Die Insolvenz der Deutschen Rücklagen GmbH hat tausende Wohnungseigentümer hart getroffen. Millionenbeträge an eigentlich sicher geglaubten Instandhaltungsrücklagen stehen plötzlich auf der Kippe. Was ist schiefgelaufen – und wie lässt sich Rücklagen-Sicherheit künftig garantieren?
Ein Finanzskandal erschüttert die WEG-Branche
Nach Medienberichten wurden durch die Pleite der Deutschen Rücklagen GmbH (DR) bis zu 140 Millionen Euro an Rücklagen gefährdet – eingebracht von Hunderten Hausverwaltungen und Tausenden Wohnungseigentümergemeinschaften bundesweit. Die ursprünglich für Sanierungen vorgesehenen Gelder wurden von Verwaltern in hochriskante DR-Anleihen investiert.

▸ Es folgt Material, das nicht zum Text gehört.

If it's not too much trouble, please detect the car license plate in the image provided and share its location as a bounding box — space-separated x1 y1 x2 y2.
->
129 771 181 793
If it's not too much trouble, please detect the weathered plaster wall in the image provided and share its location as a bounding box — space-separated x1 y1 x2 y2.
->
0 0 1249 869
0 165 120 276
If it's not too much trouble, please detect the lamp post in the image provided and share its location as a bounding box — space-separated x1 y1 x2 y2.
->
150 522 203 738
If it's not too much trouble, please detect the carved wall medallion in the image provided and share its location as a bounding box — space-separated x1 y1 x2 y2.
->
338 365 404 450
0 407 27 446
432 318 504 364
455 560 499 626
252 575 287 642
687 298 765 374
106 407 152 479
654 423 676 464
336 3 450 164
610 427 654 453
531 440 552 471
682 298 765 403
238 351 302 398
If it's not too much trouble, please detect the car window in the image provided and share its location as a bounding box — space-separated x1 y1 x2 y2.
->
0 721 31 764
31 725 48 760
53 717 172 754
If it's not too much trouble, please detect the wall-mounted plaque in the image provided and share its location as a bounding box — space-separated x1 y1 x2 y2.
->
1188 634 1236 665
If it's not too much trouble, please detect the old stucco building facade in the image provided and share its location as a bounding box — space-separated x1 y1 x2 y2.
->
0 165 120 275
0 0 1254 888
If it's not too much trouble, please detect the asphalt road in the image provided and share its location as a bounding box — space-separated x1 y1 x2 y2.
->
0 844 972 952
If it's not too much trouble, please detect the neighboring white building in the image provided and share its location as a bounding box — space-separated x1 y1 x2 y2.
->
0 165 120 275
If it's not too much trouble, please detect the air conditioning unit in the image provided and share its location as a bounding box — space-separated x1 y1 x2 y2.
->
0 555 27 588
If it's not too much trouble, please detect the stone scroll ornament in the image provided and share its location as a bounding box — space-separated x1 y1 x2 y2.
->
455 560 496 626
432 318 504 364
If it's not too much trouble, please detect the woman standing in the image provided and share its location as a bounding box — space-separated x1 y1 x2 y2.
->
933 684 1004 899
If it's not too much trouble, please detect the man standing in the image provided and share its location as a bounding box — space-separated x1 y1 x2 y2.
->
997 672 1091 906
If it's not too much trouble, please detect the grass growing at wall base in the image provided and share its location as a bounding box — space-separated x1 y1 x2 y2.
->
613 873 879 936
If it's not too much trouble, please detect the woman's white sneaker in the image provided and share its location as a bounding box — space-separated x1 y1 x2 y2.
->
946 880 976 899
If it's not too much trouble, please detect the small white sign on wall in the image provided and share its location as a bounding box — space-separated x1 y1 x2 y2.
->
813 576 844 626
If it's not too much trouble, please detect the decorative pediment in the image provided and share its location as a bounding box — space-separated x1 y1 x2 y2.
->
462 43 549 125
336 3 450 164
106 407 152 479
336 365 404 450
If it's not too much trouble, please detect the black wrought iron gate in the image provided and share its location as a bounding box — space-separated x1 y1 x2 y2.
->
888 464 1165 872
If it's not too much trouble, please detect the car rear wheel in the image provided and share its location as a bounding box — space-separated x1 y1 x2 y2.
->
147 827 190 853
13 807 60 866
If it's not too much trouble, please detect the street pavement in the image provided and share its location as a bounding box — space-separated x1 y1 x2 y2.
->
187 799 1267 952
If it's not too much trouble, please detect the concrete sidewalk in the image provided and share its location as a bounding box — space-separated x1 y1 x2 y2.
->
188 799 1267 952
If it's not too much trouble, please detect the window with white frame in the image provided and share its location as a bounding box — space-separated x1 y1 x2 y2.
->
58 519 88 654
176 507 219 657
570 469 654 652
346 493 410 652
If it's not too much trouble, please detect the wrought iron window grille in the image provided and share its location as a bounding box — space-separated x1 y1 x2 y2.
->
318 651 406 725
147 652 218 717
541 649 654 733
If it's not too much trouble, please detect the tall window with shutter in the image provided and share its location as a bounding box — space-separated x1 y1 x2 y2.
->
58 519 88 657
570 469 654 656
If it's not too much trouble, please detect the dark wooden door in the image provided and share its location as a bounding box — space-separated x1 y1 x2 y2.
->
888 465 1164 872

In Werbeschreiben versprach das Unternehmen Wertsicherheit, Mündelsicherheit und jederzeitige Verfügbarkeit. Tatsächlich aber verbargen sich hinter den Anlagen riskante Mezzanine-Finanzierungen, eine spekulative Form der Unternehmensfinanzierung mit Totalverlustrisiko.

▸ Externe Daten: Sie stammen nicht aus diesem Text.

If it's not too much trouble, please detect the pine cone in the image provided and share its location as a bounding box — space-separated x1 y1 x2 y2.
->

Im Informationsblatt war der Kapitalverlust zwar erwähnt – durch geschickte Werbeformulierungen wurde er jedoch verharmlost. Nun droht vielen Eigentümern der Verlust über Jahre angesparter Rücklagen.
Rücklagen-Sicherheit durch klare Regeln und aktives Handeln
Der Fall DR zeigt: Rücklagen-Sicherheit entsteht nicht durch Vertrauen, sondern durch Kontrolle. Laut § 9b Abs. 1 Satz 3 WEG ist der Verwalter verpflichtet, Rücklagen ordnungsgemäß zu verwalten – risikobehaftete Investments sind ausdrücklich auszuschließen.

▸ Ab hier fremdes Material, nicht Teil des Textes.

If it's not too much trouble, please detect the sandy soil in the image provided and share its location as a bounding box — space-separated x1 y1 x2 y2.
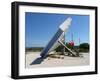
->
25 52 89 68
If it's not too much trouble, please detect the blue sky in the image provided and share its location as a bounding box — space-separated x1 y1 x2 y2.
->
25 12 89 47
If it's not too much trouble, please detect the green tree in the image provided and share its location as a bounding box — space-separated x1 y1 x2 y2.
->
79 43 89 52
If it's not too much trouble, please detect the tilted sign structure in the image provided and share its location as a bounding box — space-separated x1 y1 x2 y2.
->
40 17 77 58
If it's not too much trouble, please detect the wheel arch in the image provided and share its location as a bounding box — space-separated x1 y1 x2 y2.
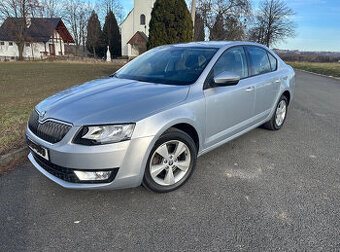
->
167 123 200 152
281 90 291 105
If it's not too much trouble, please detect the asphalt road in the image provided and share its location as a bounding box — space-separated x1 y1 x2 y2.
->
0 72 340 251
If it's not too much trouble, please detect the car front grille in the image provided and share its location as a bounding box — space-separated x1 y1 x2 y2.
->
32 152 119 184
28 110 71 143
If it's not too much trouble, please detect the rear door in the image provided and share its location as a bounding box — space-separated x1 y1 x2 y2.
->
246 46 280 121
204 46 255 147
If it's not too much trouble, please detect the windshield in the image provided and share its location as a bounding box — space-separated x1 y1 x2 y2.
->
114 47 217 85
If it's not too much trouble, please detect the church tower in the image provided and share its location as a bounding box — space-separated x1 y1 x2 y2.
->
120 0 155 57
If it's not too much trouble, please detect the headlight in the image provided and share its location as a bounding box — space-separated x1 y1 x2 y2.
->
73 124 135 145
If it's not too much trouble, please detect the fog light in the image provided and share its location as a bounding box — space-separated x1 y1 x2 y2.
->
73 171 112 180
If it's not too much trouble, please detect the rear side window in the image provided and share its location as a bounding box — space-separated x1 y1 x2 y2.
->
209 47 248 83
247 46 271 76
268 53 277 71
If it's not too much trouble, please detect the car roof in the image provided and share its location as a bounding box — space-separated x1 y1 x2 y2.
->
170 41 266 48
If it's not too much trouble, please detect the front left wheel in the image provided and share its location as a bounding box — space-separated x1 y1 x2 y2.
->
143 129 197 193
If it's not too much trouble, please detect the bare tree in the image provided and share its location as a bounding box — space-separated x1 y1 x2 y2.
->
198 0 251 40
41 0 63 18
249 0 296 47
97 0 124 23
0 0 41 60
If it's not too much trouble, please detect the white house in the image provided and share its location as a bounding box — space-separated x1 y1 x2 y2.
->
0 18 74 59
120 0 155 57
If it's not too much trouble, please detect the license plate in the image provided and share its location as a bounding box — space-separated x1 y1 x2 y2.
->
27 137 49 160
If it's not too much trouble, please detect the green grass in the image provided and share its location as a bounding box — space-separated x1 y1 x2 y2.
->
0 62 125 154
287 62 340 77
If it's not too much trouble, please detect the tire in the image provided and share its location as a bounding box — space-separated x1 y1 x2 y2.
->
263 95 288 130
142 128 197 193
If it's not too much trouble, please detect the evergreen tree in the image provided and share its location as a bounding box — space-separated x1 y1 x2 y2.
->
86 11 103 58
103 10 121 57
148 0 193 49
194 12 205 41
209 13 226 40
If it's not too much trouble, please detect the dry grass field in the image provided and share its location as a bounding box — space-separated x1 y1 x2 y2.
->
287 62 340 77
0 62 120 154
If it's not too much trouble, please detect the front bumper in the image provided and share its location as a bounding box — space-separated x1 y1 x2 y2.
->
26 127 154 189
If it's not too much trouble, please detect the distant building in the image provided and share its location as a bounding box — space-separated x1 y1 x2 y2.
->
120 0 155 57
0 18 74 59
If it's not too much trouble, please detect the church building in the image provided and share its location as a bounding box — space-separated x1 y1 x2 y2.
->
120 0 155 57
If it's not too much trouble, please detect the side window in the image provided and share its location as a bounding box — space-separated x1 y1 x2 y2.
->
247 46 271 76
268 53 277 71
209 47 248 83
140 14 145 25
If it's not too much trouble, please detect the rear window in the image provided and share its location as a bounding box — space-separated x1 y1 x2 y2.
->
268 53 277 71
247 46 271 76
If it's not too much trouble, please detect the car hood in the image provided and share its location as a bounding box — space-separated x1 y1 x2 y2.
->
36 77 189 126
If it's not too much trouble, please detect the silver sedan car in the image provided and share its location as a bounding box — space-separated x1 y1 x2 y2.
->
26 42 295 192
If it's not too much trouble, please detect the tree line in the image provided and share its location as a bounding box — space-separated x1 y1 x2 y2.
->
0 0 296 57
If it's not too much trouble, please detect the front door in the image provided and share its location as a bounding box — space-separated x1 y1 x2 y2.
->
48 44 55 56
204 47 255 148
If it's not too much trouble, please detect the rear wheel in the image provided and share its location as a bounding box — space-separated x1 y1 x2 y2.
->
263 95 288 130
143 129 197 193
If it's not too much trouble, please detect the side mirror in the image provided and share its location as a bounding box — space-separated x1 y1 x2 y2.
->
214 72 241 86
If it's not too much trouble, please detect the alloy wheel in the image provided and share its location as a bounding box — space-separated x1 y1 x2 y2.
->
275 100 287 127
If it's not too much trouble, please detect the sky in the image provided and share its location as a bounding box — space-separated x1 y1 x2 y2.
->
121 0 340 52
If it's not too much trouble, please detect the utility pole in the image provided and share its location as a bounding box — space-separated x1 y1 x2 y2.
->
191 0 196 27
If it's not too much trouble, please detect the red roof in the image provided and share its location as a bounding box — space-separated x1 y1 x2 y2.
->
0 18 74 43
127 31 148 45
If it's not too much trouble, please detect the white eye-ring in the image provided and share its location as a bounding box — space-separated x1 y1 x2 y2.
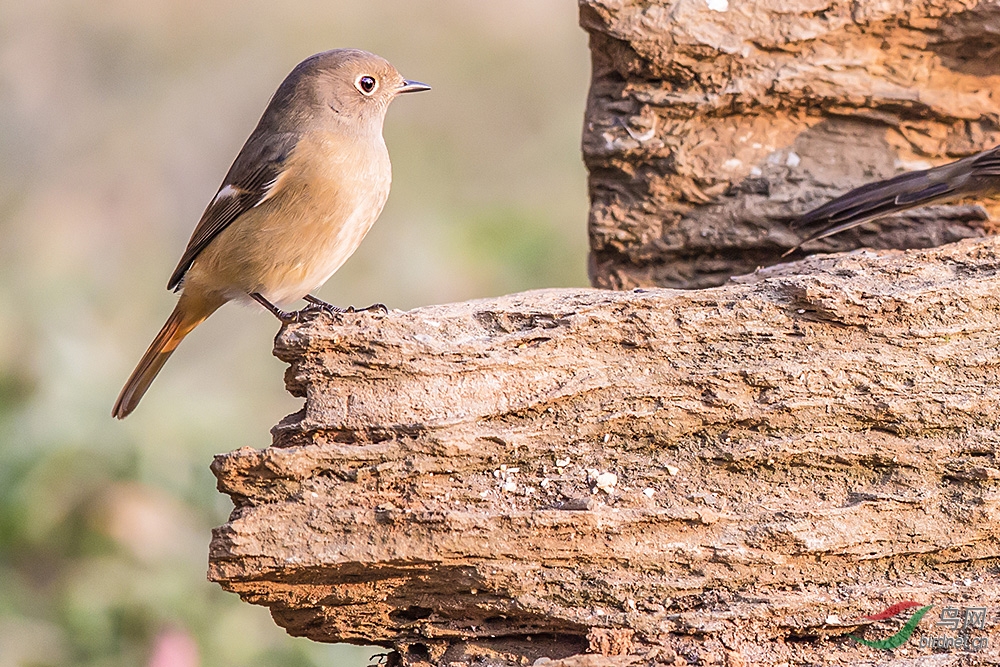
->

So sichern Eigentümer ihre Rücklagen – 5 Maßnahmen zur Rücklagen-Sicherheit
1. Strikte Kontentrennung schaffen
Rücklagen gehören auf ein separates Konto auf den Namen der WEG – niemals auf ein Treuhandkonto des Verwalters. Im Falle einer Insolvenz dürfen diese Mittel nicht in die Insolvenzmasse des Verwalters einfließen.
2. Kontrolle durch Transparenz
Eigentümer sollten sich regelmäßig Kontoauszüge und Verwaltungsunterlagen vorlegen lassen. Eine digitalisierte Verwaltung erleichtert die Prüfung und schützt vor Missbrauch.
3. Rücklagen zweckgebunden verwenden
Erhaltungsrücklagen sind ausschließlich für Sanierungen und Reparaturen zu nutzen. Sie dürfen nicht für spekulative Investments oder juristische Auseinandersetzungen zweckentfremdet werden.
4. Anlagerichtlinien zur Rücklagen-Sicherheit festlegen
Nicht sofort benötigte Mittel können kurzfristig auf Festgeldkonten mit hoher Sicherheit geparkt werden. Aktien, Zertifikate oder Mezzanine-Anlagen sind für die Rücklagenverwaltung ungeeignet.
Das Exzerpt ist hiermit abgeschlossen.